Окруженные тьмой — страница 30 из 88

— Эй, девка, глаза-то открывать думаешь или так и будешь сидеть, прижмурившись? — раздался над ней знакомый голос.

Она ушам своим не поверила. Открыла глаза.

— Петрович? — сквозь пелену из слез она увидела его расплывшуюся, но довольную физиономию, смотрела, не могла наглядеться. Потом все-таки вспомнила про Катерину, обвела взглядом комнату, увидела ту неподвижно лежащей на полу, подняла брови изумленно. — Петрович, как?!

Честно говоря, он и сам не знал как. Рука как-то так дернулась… Он ведь даже в школе не дрался. То есть бить его били, как без этого, и головой в унитаз окунали, конечно, но других побед у него, извините, не было. А тут — раз, и хук справа, и кушайте на здоровье. И, кстати, извиняйте, товарищи дорогие, но, похоже, он Катьку пришиб. То есть, конечно, в рамках необходимой самообороны, но как на это посмотрит уголовный кодекс и суд присяжных?

— Не думай об этом, — быстро проговорила Женевьев. — Не ты ее, так она бы нас. Скорее развязывай веревки, пока Валера не пришел.

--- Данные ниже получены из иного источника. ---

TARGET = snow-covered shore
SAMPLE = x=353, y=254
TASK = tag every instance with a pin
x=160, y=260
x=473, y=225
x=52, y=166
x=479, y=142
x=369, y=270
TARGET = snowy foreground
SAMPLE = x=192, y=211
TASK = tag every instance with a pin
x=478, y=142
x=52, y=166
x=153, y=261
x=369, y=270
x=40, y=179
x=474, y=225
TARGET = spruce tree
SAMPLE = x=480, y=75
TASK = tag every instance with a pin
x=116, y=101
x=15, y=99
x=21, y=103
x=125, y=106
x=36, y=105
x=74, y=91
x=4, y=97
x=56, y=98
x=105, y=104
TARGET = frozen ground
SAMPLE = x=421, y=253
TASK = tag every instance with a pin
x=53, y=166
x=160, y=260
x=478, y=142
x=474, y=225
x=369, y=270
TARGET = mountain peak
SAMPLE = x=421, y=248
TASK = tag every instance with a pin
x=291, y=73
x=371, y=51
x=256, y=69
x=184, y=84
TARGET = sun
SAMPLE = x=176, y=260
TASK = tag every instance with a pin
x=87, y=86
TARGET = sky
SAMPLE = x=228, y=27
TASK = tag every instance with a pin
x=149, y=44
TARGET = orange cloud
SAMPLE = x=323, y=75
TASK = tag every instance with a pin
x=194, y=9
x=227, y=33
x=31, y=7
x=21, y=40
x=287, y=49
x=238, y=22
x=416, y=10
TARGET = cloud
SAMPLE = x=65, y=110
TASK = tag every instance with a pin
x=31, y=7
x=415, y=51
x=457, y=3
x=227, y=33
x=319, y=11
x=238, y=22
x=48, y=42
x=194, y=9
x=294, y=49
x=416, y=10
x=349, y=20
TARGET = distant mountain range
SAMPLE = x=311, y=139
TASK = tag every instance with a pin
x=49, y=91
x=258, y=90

Только трезубец не тронь, смертному нельзя.

Тесть закивал: да уж, веревки придется снять, как говорится, обратной дороги нет, теперь они с Женькой на всю жизнь кровью повязаны… Кстати, раз уж такое дело, может, она согласится и удовлетворит его неземную страсть? Чего им терять-то, терять-то им нечего…

— Мы, Петрович, этот вопрос позже обсудим, — пообещала Женевьев, — ты развязывай, развязывай.

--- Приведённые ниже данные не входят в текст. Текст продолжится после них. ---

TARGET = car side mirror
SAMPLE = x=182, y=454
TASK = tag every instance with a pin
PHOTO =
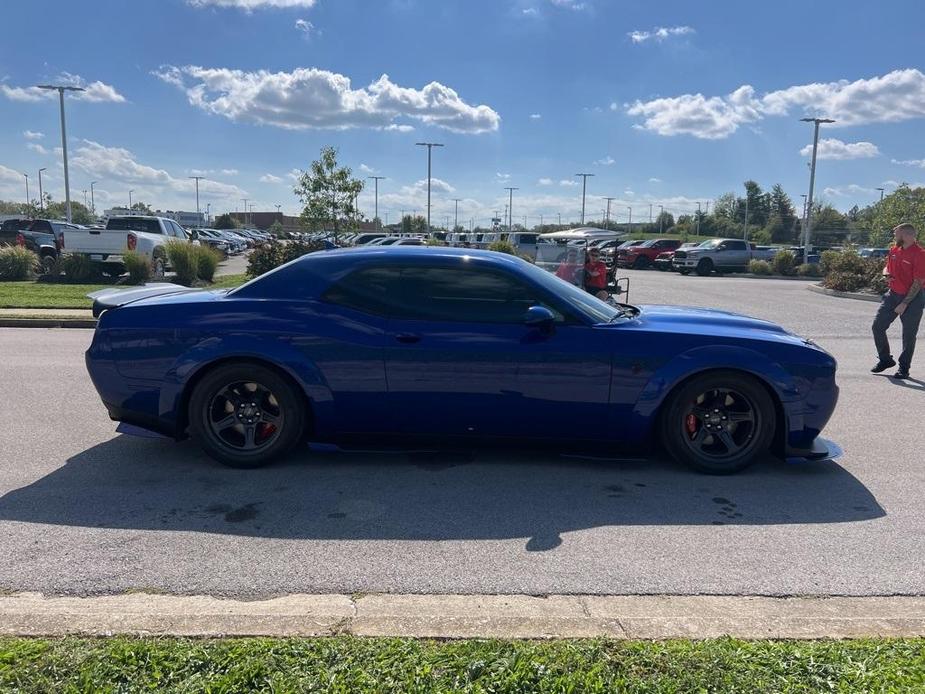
x=539, y=317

Петрович кивнул и принялся развязывать Женьку, бормоча и сокрушаясь, и все поглядывая в сторону бездыханной Катерины. Что же это выходит, господа и примкнувшие к ним товарищи, он, значит, любому магу и колдуну может просто так по морде съездить?

— Можешь, — сказал Валера, появившись словно из-под земли, — только не любому.

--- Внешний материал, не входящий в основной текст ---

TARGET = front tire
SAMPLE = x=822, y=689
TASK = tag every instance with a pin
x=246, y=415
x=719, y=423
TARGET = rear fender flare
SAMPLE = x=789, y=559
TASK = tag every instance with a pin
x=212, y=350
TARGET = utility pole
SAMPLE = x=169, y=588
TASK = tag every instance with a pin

Валера! Вот черт, откуда он взялся? А ведь говорила Петровичу Женька — развязывай быстрей! И что теперь делать? Опять хук справа? Или, еще того не лучше, апперкот?

Но Валера хуков с апперкотами не дозволял, стоял на приличном расстоянии. Что, спросил, тут у вас происходит, попрошу кратко, но в подробностях. И хотя вид Темный хранил самый невозмутимый, но был так страшен, что Петрович не выдержал, дрогнул. А дрогнув, показал на Женевьев: рвите ее, граждане понятые, на мелкие несъедобные части, это ее вина. С пути истинного меня сбила, магией своей заставила Катю прикончить.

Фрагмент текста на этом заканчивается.